やはり予想の仕方によって変わってくるのでしょうか。そこで今回は、桜の予想方法について調べてみました。まだ桜の開花の仕組みについても合わせて紹介したいと思います。
桜の開花の仕組みを知って、植物は偉いなあと改めて感心しました^^
今年の開花予想
今年は、暖冬の影響で開花が遅くなるそうです。
大手予想サイトの”ウェザーマップ”によると、最も早く開花するのは福岡で3月23日。東京と名古屋は26日で大阪は28日、鹿児島は30日と予想されています。

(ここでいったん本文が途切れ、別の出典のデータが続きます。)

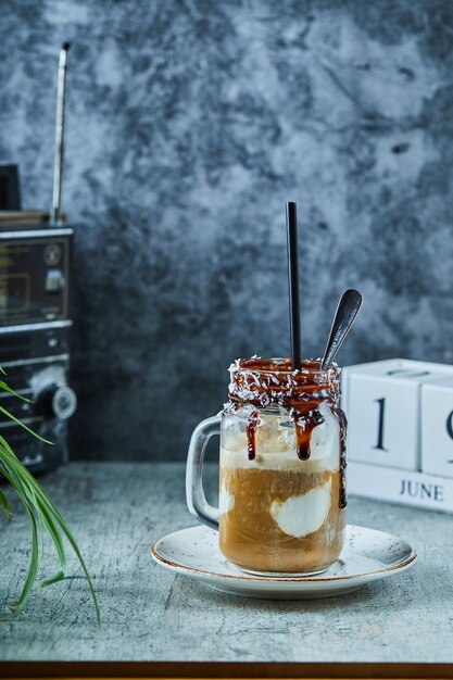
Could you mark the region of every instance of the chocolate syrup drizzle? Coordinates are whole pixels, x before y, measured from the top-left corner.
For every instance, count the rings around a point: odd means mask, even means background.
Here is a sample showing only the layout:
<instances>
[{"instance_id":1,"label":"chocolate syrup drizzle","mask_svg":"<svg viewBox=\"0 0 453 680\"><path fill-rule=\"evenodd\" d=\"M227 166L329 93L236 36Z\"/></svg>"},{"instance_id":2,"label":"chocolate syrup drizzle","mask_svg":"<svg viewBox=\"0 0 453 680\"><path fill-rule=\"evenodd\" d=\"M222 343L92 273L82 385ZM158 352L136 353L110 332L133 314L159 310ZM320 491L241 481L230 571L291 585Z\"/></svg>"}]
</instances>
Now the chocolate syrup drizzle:
<instances>
[{"instance_id":1,"label":"chocolate syrup drizzle","mask_svg":"<svg viewBox=\"0 0 453 680\"><path fill-rule=\"evenodd\" d=\"M340 498L339 506L347 506L345 493L345 429L347 418L339 407L340 368L334 364L320 369L318 361L303 361L299 370L292 370L289 358L237 360L229 368L229 403L225 412L256 406L248 417L246 431L249 461L256 455L255 432L259 408L280 406L288 411L294 423L297 454L301 461L310 458L310 440L317 425L324 423L319 413L323 402L331 404L340 426Z\"/></svg>"}]
</instances>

一方で、”日本気象株式会社”は例年より早く開花すると予想しています。
”日本気象株式会社”によると、最も早く開花するのは東京と名古屋で3月22日。福岡は23日、大阪は28日、鹿児島が30日と予想しています。
場所 | 日本気象 | ウェザーマップ |
東京 | 3/22 | 3/26 |
名古屋 | 3/22 | 3/26 |
福岡 | 3/23 | 3/23 |
大阪 | 3/28 | 3/28 |
鹿児島 | 3/30 | 3/30 |
見比べてみると、実際に開花日はそこまで変わりませんね。”ウェザーマップ”は例年より遅い開花を予想し、”日本気象株式会社”は早い開花を予想していますが、どちらも鹿児島の開花日は30日、大阪の開花日は28日、福岡の開花日は23日と予想しています。

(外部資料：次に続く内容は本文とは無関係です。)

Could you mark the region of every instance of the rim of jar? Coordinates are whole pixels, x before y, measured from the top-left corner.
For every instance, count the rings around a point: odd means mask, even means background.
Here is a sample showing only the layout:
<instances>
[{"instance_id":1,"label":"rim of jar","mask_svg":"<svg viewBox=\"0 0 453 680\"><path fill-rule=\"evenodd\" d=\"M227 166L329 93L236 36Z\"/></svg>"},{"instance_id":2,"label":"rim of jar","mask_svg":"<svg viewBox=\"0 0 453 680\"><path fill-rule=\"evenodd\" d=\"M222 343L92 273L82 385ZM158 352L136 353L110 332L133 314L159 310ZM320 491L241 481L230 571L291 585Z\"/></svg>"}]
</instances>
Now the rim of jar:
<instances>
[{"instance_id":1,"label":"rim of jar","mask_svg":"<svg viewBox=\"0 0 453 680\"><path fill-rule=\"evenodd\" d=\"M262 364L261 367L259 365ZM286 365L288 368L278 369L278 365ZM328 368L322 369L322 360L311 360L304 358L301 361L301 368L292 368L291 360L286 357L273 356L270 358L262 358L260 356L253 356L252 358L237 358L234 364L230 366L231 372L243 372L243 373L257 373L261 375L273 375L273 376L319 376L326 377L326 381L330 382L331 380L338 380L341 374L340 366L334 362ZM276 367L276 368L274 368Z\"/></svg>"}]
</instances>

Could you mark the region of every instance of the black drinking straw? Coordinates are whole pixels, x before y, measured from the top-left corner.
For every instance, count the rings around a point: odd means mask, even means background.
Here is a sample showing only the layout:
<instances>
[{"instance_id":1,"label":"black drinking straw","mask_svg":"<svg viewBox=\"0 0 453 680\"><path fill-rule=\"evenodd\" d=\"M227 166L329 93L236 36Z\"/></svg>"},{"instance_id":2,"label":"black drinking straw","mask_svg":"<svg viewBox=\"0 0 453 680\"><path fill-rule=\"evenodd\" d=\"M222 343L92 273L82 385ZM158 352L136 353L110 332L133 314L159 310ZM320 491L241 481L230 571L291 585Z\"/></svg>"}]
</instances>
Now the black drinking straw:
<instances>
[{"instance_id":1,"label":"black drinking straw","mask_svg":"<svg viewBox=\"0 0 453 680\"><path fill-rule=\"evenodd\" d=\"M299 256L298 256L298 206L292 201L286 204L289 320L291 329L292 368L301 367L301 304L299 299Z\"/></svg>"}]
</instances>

ということは、今年の開花日は例年より少し遅いか少し早いかといったところでしょう。つまり例年並みということですね。
でも、なぜ”日本気象株式会社”と”ウェザーマップ”の予想が違うのか気になりますよね。実際の開花日の予想はそこまで変わらなくても、なぜ例年より”遅い”か”早い”かで意見が分かれるのでしょうか。

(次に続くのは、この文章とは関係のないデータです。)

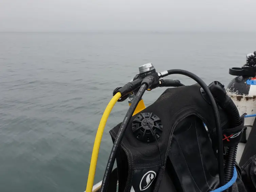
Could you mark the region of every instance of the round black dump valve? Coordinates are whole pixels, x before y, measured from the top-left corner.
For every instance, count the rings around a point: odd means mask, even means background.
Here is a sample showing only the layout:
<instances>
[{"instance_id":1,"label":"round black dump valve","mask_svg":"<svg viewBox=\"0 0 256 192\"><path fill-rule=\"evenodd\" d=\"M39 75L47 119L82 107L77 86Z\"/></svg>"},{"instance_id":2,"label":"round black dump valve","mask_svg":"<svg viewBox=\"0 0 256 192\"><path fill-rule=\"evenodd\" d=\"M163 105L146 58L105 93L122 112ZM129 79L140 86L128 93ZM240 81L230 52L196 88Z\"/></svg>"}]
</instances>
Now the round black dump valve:
<instances>
[{"instance_id":1,"label":"round black dump valve","mask_svg":"<svg viewBox=\"0 0 256 192\"><path fill-rule=\"evenodd\" d=\"M161 119L156 115L152 113L144 113L134 119L132 129L136 138L141 141L149 142L155 141L156 138L158 139L160 137L163 125Z\"/></svg>"}]
</instances>

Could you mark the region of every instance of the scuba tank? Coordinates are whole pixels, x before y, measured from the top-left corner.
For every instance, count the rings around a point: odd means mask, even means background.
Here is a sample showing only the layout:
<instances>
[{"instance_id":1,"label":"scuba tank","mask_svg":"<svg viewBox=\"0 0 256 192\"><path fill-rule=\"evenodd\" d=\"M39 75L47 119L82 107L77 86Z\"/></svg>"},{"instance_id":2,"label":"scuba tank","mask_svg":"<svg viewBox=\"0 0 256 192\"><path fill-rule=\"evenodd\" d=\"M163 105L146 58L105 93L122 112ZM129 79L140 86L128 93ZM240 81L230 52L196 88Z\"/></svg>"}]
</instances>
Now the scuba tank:
<instances>
[{"instance_id":1,"label":"scuba tank","mask_svg":"<svg viewBox=\"0 0 256 192\"><path fill-rule=\"evenodd\" d=\"M256 113L256 51L246 55L246 63L243 66L231 68L229 73L236 77L228 84L227 93L236 105L239 114ZM245 130L237 149L237 162L238 163L255 120L255 117L251 116L244 120ZM242 161L242 165L245 162L244 160Z\"/></svg>"}]
</instances>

そこで予想方法を紹介したいと思いますが、その前に桜の開花の仕組みを説明します。
そもそも開花の仕組みって?
開花の仕組みを理解するためのキーワードは3つです。
- 休眠
- 生長
- 気温
一言で開花の仕組みを説明すると、、、、
低温にさらされると桜の花芽は休眠打破し、生長し開花に向かいます。
まず春になると満開を迎える桜ですが、花芽が出来るのは実は前年の秋ごろです。花芽が一度できると、休眠状態に入ります。なぜなら、秋に出来て秋に割いても冬を越すことができないからです。一度休眠することで、冬を越そうという戦略です。
そして冬になって低温(-5℃ ~ 15度)にさらされると休眠から覚めます。これを覚醒(休眠打破)と呼びます。動物の場合は、暖かくなると休眠から覚めますが、桜の場合は逆なんですね。
さて、休眠打破後、春先になって暖かくなると花芽が大きくなります。最初は花芽が徐々に膨らみ、次第に花芽の色が黄緑がかってきます。そして開花直前になると、花びらが垣間見えるようになります。
この一連の流れを生長と呼びます。ご覧のとおり、桜の開花は気温に左右されます。
どうやって開花予想するの?
さて、気温が桜の開花に影響することがわかりました。
それでは実際にはどのように桜の開花を予想しているのでしょうか。予想の仕方はいろいろあるようですが、今回は”日本気象”の予想方法をご紹介したいと思います。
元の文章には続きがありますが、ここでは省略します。